Nano-semiconductors based on Samarium-Zinc nanocomposites in order to removal environmental impurities

Introduction. Oxide nanoparticles activated with rare-earth cations are tested for their theranostic applications as biomarkers in nanomedicine for early cancer diagnostics. Among oxide nanoparticles ZnO based nanostructures are known to present important advantages as antimicrobial, non-irritating, and absorb odors materials. They are GRAS (‘generally regarded as safe’) materials. In this research, for the first time, we report the Samarium doped zinc oxide nanomaterials which are produced using a green method. Such a method could generate biomarkers at varying compositions based on oxide materials (ZnO) for medical and biological applications such as early cancer diagnostics. Method. a microwave-assisted phytosynthesis route by using Rosa sahandina , a wild kind of rosace family, was used to produce the biomarkers. The structural, physicochemical and morphological properties of the biomarkers were determined by using several techniques such as FTIR, UV-Vis spectroscopy. X-Ray diffraction (XRD) analysis was used to test the achievement of a pure Sm@ZnO phase with a high degree of crystallinity.
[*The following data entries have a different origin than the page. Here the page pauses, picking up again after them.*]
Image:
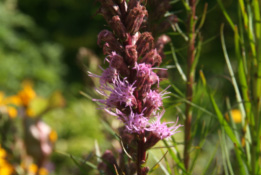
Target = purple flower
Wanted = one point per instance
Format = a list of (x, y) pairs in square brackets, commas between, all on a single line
[(109, 75), (161, 130), (136, 123), (121, 94)]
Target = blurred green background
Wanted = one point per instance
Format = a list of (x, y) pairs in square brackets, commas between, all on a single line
[(49, 41)]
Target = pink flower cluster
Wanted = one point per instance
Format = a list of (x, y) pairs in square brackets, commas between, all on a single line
[(129, 84)]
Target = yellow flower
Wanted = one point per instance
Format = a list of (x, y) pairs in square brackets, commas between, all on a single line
[(30, 112), (2, 153), (236, 116), (53, 136), (43, 171), (33, 168), (12, 112), (15, 100), (5, 167), (27, 94)]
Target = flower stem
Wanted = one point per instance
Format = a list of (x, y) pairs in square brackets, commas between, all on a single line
[(190, 80), (141, 156)]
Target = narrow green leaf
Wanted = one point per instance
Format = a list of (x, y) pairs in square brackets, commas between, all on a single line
[(175, 158), (206, 167), (226, 14), (183, 76)]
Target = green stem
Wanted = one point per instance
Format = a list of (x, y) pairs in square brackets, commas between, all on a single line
[(190, 80)]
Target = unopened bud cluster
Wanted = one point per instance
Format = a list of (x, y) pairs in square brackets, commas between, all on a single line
[(129, 84)]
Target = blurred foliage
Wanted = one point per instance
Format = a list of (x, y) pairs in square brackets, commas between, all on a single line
[(25, 54)]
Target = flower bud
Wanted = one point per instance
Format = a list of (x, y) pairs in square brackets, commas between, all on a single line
[(152, 58), (131, 54), (145, 43), (135, 18), (111, 43), (118, 27), (117, 62), (161, 42)]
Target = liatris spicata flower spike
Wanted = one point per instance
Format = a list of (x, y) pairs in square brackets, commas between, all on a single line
[(127, 84)]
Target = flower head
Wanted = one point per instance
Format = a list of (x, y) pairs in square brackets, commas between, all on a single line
[(161, 130), (121, 94), (136, 123)]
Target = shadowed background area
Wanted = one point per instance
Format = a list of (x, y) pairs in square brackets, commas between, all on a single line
[(53, 42)]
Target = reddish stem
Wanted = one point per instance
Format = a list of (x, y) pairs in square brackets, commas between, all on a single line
[(190, 80), (141, 155)]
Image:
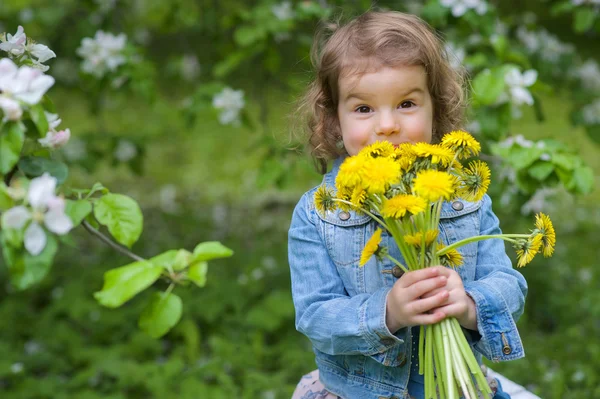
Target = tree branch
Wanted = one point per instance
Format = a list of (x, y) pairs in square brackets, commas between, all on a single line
[(110, 243)]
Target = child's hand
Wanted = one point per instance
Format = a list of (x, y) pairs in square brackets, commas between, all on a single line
[(458, 304), (412, 302)]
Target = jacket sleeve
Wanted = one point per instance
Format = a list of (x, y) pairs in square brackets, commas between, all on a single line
[(335, 323), (499, 293)]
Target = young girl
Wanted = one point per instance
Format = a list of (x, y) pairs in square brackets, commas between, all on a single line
[(385, 76)]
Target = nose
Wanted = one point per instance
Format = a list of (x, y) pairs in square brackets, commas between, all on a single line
[(388, 124)]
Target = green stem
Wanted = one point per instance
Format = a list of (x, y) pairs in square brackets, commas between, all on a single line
[(458, 244)]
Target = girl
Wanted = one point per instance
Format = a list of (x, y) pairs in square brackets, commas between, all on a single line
[(385, 76)]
Besides structural characterisations, the products were thoroughly characterised by means of complementary techniques like DLS and EDX-SEM. Results. In this work we describe properties of Sm@ZnO markers obtained by a microwave-assisted phytonanotechnology. This technique offers the biomarkers at varying compositions, which are adjusted to meet specific cancer diagnostics application in size ranges less than 100 nanometers. Thestuy on properties of ZnO nanoparticles doped with Sm3+ ions for applications as biomarkers in biology and medicine is ongoing. Conclusion. In our work we tested the physical, chemical and biological properties of new generation of nanoparticles based on oxides obtained by the microwave asssesisted green methods. We were able to control the size of particles, their shape and doping with Sm3+ ions. Finally, the findings from this study highlight the potential of new nanoparticles as biomarkers in nanomedicine.